Não houve resposta, reinaram as gargalhadas forçadas vindas da televisão, havia algum programa de humor rotineiro no ar. Morgan levantou a mão, e o garçom novato seguiu até a mesa deles quase aos prantos por algum puxão de orelha recebido nos bastidores.

- Em que posso ajudar? - Disse ele.

- Traga uma bebida bem quente para o nosso herói. - O detetive sacou algumas notas amassadas do bolso. - Pode ficar com o troco. - O garoto agradeceu com um gesto de cabeça e partiu.

- Poderia me deixar pagar ao menos uma vez? - Protestou Andrew.

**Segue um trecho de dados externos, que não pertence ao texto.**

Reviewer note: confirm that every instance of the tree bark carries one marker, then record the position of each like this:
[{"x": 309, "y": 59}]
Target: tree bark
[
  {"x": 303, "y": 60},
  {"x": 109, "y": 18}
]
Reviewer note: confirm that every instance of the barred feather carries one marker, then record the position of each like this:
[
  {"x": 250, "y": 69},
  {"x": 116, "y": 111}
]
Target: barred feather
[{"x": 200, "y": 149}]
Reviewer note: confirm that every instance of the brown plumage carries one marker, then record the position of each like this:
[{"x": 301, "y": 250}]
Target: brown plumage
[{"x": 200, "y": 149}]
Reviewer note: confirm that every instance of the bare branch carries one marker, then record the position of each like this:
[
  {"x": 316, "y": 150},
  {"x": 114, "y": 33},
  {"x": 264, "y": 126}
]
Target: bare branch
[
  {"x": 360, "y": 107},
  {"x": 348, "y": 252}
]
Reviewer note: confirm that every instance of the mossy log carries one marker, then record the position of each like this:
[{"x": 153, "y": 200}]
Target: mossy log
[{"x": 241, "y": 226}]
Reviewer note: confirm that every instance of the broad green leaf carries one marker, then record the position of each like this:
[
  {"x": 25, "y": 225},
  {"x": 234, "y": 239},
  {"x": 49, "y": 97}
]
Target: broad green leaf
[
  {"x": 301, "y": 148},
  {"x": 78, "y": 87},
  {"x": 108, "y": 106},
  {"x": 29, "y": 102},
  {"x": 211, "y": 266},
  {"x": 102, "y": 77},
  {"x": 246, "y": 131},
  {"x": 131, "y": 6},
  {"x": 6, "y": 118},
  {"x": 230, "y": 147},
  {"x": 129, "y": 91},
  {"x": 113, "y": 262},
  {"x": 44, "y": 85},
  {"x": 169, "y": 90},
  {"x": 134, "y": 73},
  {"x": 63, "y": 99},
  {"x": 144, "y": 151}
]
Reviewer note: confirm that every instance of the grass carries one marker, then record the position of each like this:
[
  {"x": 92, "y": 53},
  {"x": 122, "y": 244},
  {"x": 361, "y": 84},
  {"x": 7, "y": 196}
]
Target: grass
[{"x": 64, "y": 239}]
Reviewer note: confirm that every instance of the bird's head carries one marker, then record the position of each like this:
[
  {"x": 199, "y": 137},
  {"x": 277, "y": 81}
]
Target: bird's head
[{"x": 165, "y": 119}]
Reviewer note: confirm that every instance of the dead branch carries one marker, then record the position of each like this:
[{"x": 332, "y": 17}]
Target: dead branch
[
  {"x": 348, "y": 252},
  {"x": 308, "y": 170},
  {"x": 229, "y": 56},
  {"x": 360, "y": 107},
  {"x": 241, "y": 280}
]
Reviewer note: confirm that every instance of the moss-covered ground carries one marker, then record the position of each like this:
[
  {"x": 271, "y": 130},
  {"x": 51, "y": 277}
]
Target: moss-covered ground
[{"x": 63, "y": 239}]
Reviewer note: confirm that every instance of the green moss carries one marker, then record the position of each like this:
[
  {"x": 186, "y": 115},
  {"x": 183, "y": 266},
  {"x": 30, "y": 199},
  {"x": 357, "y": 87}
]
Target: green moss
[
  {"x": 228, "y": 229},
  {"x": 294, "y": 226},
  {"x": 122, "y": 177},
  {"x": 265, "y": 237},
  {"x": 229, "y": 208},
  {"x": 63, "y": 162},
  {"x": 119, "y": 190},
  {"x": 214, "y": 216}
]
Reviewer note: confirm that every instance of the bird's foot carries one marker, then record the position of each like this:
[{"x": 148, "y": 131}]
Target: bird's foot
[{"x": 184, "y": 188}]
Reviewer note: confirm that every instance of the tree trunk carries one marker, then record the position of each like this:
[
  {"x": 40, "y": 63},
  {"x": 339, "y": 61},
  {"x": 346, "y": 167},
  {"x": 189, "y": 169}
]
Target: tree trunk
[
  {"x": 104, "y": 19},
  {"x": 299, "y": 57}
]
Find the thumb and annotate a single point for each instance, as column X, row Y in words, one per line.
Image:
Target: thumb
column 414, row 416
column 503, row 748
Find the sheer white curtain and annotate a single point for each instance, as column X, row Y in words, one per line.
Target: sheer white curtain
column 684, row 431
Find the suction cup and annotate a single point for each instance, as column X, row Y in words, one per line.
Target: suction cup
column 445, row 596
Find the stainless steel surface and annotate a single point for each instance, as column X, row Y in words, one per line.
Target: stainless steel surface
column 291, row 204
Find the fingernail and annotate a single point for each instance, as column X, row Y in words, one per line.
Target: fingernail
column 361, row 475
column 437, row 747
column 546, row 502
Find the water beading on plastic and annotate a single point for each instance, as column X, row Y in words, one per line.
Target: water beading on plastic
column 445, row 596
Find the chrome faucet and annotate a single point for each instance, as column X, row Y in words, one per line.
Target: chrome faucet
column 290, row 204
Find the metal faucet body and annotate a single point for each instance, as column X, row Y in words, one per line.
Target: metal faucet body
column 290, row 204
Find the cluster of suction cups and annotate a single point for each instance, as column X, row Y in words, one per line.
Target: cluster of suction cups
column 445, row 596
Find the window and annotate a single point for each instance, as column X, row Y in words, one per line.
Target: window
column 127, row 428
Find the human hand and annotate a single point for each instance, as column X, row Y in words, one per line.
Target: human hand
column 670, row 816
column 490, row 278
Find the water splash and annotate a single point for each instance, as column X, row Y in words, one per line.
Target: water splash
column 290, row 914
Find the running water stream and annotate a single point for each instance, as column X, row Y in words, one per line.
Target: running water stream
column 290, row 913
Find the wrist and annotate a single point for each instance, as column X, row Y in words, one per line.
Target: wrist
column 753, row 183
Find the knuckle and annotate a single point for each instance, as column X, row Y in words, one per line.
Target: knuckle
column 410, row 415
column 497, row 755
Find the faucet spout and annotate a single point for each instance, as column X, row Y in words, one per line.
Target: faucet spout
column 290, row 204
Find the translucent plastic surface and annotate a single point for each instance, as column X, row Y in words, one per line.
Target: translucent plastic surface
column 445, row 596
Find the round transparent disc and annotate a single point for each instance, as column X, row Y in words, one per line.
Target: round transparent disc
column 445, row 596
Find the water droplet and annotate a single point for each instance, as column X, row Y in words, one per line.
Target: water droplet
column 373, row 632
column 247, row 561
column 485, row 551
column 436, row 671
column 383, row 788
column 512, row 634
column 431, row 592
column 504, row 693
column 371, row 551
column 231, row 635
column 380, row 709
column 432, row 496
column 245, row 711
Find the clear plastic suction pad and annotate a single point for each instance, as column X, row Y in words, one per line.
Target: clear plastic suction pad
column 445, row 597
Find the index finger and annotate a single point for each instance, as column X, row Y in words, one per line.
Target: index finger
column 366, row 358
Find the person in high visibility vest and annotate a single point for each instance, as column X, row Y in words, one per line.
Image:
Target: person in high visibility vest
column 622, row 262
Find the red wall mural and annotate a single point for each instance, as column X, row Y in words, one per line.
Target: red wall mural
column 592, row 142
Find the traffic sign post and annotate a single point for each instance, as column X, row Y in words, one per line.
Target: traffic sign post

- Eu faço questão, você sabe. É do meu jeito. - Sacou um relógio de bolso metálico - Preciso ir.

- Já?

- Desculpe, mas meus deveres de aposentado me chamam.

Andrew sorriu.

- E quais seriam eles?

- Se eu contar ficará tentado. - Sorriu. - Boa noite, garoto. E acredite, vai dar tudo certo.

- Obrigado. - Andrew forjou um sorriso animador. - Boa noite, Morgan.

- Nos vemos. - Disse o detetive antes de caminhar rumo à porta.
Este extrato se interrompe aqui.